Mind the gap: Interview with Mike Houghton, Siemens Industry

Written by: Tim Fryer | Published:

Through his day job at Siemens Industry along with his various other roles, Mike Houghton is on a mission to address the skills gap and develop the next generation of engineers. But are these engineers good enough? Do they even exist? Tim Fryer finds out.

Mike Houghton's responsibilities as Siemens divisional director include managing 300 engineers. Recently, his group looked at its formation in the future and the skills gap its discovered bears relevance to the British engineering industry as a whole. With its normal attrition rate, and drop off as people near retirement age, the group estimated that in five years half of its engineers will be new to the Siemens business. The company is facing a startling reality and it's one that is true across industry.

Houghton said: "We need to go back to the drawing board and think about how we are going to bridge this gap. Our current methods of bringing new people into the business need to be enhanced and we need to do something different in the short and medium term."

Most companies will have heard about this skills shortage, but few will have done such an exercise to define the problem. But why do we have this problem in the first place – is it down to the way engineering is taught in schools?

"I think you have to contextualise it," said Houghton. "Maths and physics, by themselves, aren't very interesting. But if you contextualise it, show how maths and physics can support them in a career, that is when it becomes interesting. Formula One cars don't work without people who understand maths and physics."

Conceding that not everyone can get a job in Formula One, Houghton believes it has the glamour and excitement to show young people the appeal of working on high end engineering.

"It is that sort of passion that we need to ignite at an early phase," he said. "Just giving them physics is not going to do it unless they have a real bent for it, as I did. You have to capture the imagination, the earlier the better, between 7 and 11 is the ideal time."

There is no silver bullet, but Houghton believes it is the role of teachers first and then 'STEM ambassadors' that will make a difference.

"I think everyone in positions like mine, within the engineering industry, has an obligation to get involved with young people, get them involved earlier and try to create a passion for engineering," he said.

Despite this 'obligation', Houghton said industry should only send out the right representatives. "If people are motivated to do it, they will do a great job inspiring young people in STEM subjects.
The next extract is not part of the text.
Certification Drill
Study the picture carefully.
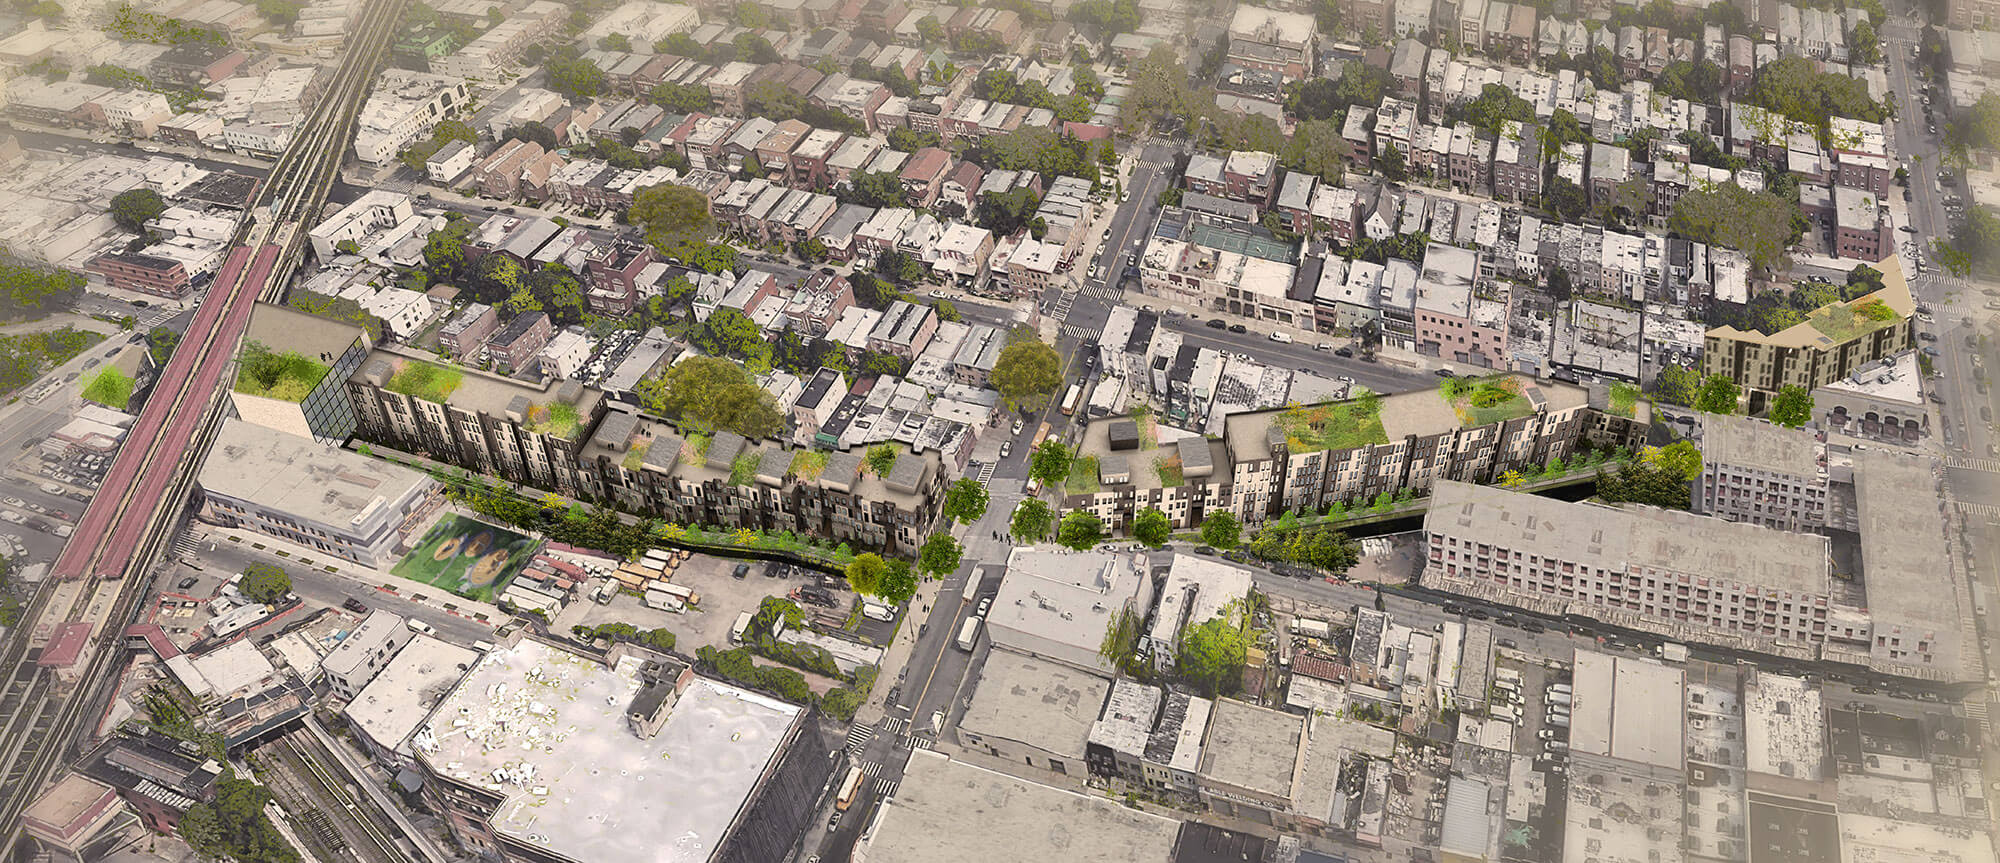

I don't think we should try to mandate it – it is either in you or it isn't."

One of the difficulties faced by schools is the range of initiatives on offer – sorting out which robotic contest or factory visit will be of most advantage to them when it comes to fulfilling curriculum obligations.

Siemens has an information portal for key stages 2 and 3 designed to give students the chance to manage their own manufacturing and engineering facility. This aims to attract 1.9 million British schoolchildren by the end of this year and 4 million by the end of 2016. Another scheme is E3, which offers students holiday employment through school and university so they are more prepared for the workplace on graduation.

Such diverse offerings highlight the problem which schools face, albeit a good problem to have. Houghton said: "It is great that companies do this good stuff, but there is no coordination between what companies are doing. With hundreds of such initiatives, which ones do you pick?"

A lack of coordination and consistency is also at the heart of Government thinking according to Houghton. "We need longevity," he adds. "If employers and academics are going to have faith in something, it needs to be a cross party, long term strategy. That is the most important thing for us in industry."

Houghton pointed to the positive moves to 'rebalance' the economy with a greater emphasis on manufacturing. However, compared with Germany's 'Industry 4.0', or US 'Industry Renaissance', he is concerned that 'rebalancing' could be less specific and interpreted in different ways as time goes on. "But," he said, "at the moment, I am pleased with what this Government has set out to do. And UTCs started out in the previous Government, so that is a bit of cross party thinking."

UTCs (University Technical College) are still in their infancy; the first opened in 2010 and now there are 17. Nevertheless, the first students are starting to come off that particular production line.

"I am very impressed by them," claimed Houghton. "One of the things they do as part of the curriculum is to teach students to be competent orators – debating engineering topics in a group. I thought these students are miles ahead of the standard students I have met."

But is the Government doing enough? It seems widely accepted that the shortage of engineers, in terms of the 'pipeline' of new graduates coming through, will last until at least 2020. Is there more the Government could do?

Houghton suggested: "It could come up with additional incentives to support engineering. For instance, if we are struggling to attract more students into engineering type degrees, we could offer reduced fees in areas where the economy needs some sort of additional support. That might be a way of stemming the short term gap."